Desse conflito, que quem assistiu diz ter sido violento em estilo e forma, resultou um afastamento que durou cerca de dez anos.
"Estivemos dez anos sem nos falarmos", admite Nuno Santos recordando uma "zanga muito dura". "No momento em que ela acontece, e nisso sou implacável, cortei a direito e combati-o com todas as minhas forças. E voltaria a fazê-lo. Senti-me injustiçado e reagi. Mas depois, ficou uma mágoa", lamenta.
Dez anos depois, os dois voltaram a reencontrar-se. Na altura, Nuno Santos era diretor de informação da RTP e Emídio Rangel assumia funções de comentador do canal. "Tivemos uma noite eleitoral que nos correu muito bem [referindo-se à RTP] e fui dar os parabéns a todos os comentadores, inclusive a ele."

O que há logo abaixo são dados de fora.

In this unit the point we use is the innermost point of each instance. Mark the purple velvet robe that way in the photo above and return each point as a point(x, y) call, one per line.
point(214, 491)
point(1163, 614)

A isso, seguiu-se um encontro em que ambos disseram "tudo um ao outro". "Acho que morreu cedo demais. Faz-nos muita falta e tenho pena de o ter perdido", diz Nuno Santos.

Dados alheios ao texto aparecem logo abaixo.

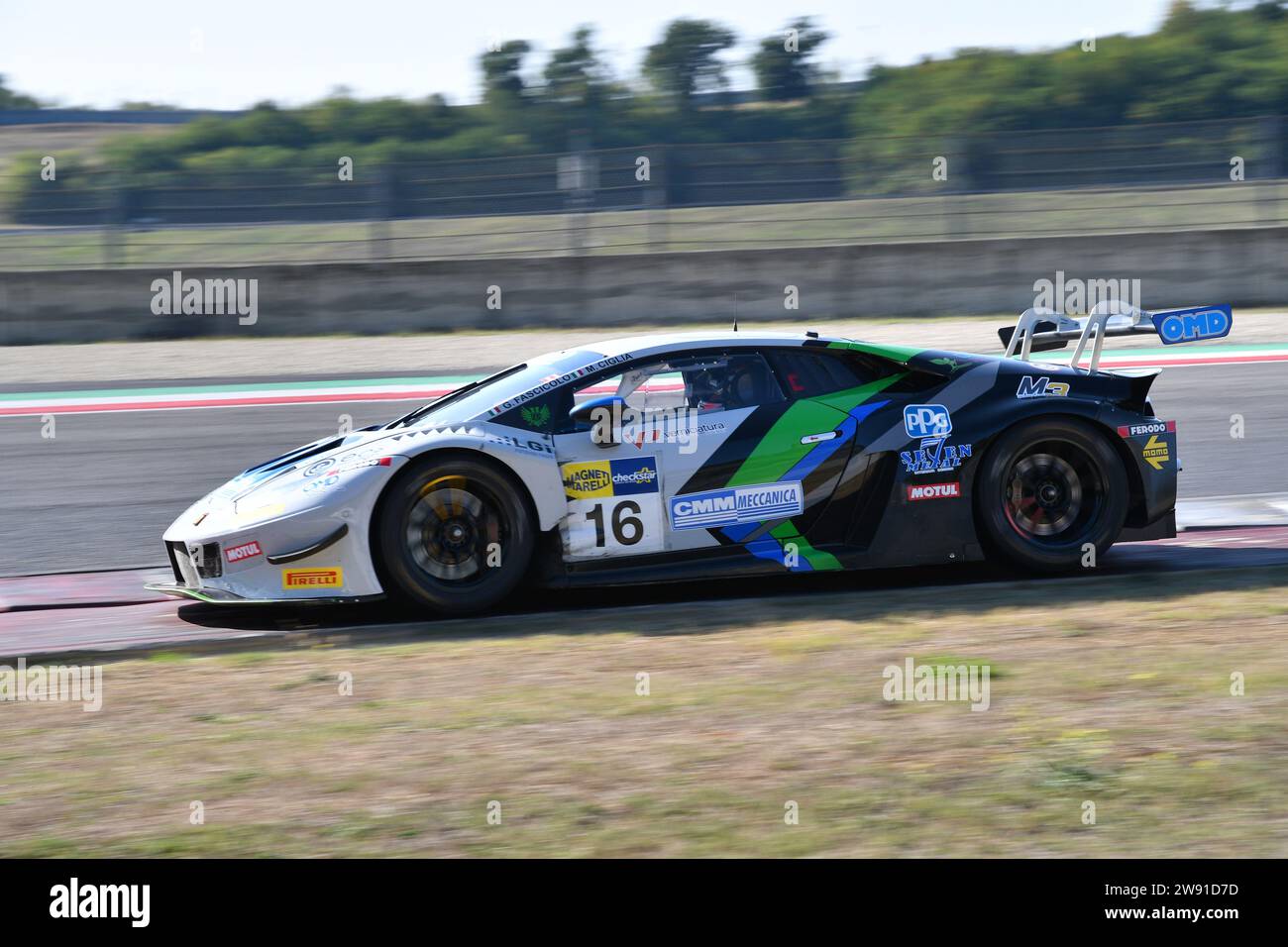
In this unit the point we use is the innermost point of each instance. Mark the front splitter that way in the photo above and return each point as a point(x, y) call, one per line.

A morte do pai, que descreve como "um bom crítico" e "um bom espectador"
Uma das maiores referências de Nuno Santos é o pai, que morreu quando este tinha 26 anos. Ainda que o descreva como "um bom espectador" e "um bom crítico", não tem dúvidas de que "perdeu alguns dos melhores anos" da vida de Nuno Santos.
"E eu perdi uma pessoa central da minha vida. Era um pai não muito dado aos afetos, mas foi muito importante na minha formação, nas conversas que teve comigo, mas também nos silêncios. Houve um dia em que se levantou e caiu para o lado. Foi o maior choque da minha vida."

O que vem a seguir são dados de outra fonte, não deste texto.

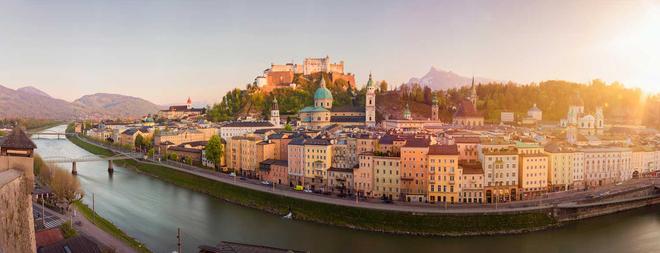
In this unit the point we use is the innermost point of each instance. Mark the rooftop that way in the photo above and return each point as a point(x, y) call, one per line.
point(443, 150)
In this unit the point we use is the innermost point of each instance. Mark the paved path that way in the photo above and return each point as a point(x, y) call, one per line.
point(88, 228)
point(516, 206)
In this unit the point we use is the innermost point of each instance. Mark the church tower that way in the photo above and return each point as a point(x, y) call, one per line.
point(473, 94)
point(370, 103)
point(275, 113)
point(434, 109)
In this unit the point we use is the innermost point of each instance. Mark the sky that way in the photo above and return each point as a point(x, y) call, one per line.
point(166, 51)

"A minha mãe é uma mulher de armas, porque nem isso a impediu de continuar a ser firme em relação à sua vida, em relação aos filhos e os netos. Não refez a sua vida amorosa dela. Isso diz muito sobre o amor deles, mas também de um tempo [em que viveram]. Demorou uns anos até voltar a ter um certo brilho no olhar", recorda o diretor da CNN Portugal.
Sobre como será a sua vida logo após a próxima segunda-feira, 22, altura em que a CNN Portugal iniciará a sua emissão, diz que provavelmente será como tem sido até aqui: de manhã à noite nos estúdios. Mas haverá uma altura em que se possível voltará a retomar a sua vida. "Vai chegar o momento em que nós teremos uma velocidade de cruzeiro, mesmo num projeto de informação que é exigente e implica estar sempre ligado, e vai ser possível ter uma parte da minha vida de volta, até porque tenho uma filha de nove meses e quero vê-la crescer", diz.
Além disso, admite ainda que quer ter tempo para si próprio, para "ler e para viajar". Ou até "para não fazer nada".
"Portugal e o mundo vão estar aqui a partir da próxima segunda-feira. É um bom sinal para a indústria da televisão, porque mostra que somos um país interessante. E o jornalismo também precisa de dar um salto. O que nós vamos fazer aqui, e é bom para o mercado todo, é investir no jornalismo", refere.
Sobre se irá dar a cara, Nuno Santos admite uma vontade.
"Não sei a forma, nem como, mas sinto essa vontade. Hoje podia ser um dos principais pivôs dos noticiários em Portugal. Acho que teria qualidades, mas fiz uma escolha, determinada pelas circunstâncias, de passar para trás das câmaras. Gosto desse lado de gerir equipas, embora seja mais pesado porque todos os dias há problemas para resolver. Às vezes penso que gostava 'só' de ter um jornal para apresentar."
Apesar disso, Nuno Santos, atualmente com 53 anos, diz que, nesta fase, ainda que lhe faltem "dar muitos passos" para se sentir realizado, essa realização de que fala circunscreve-se à vida pessoa.
"Faltam-me cumprir mais etapas para a minha realização pessoal do que profissional", conclui.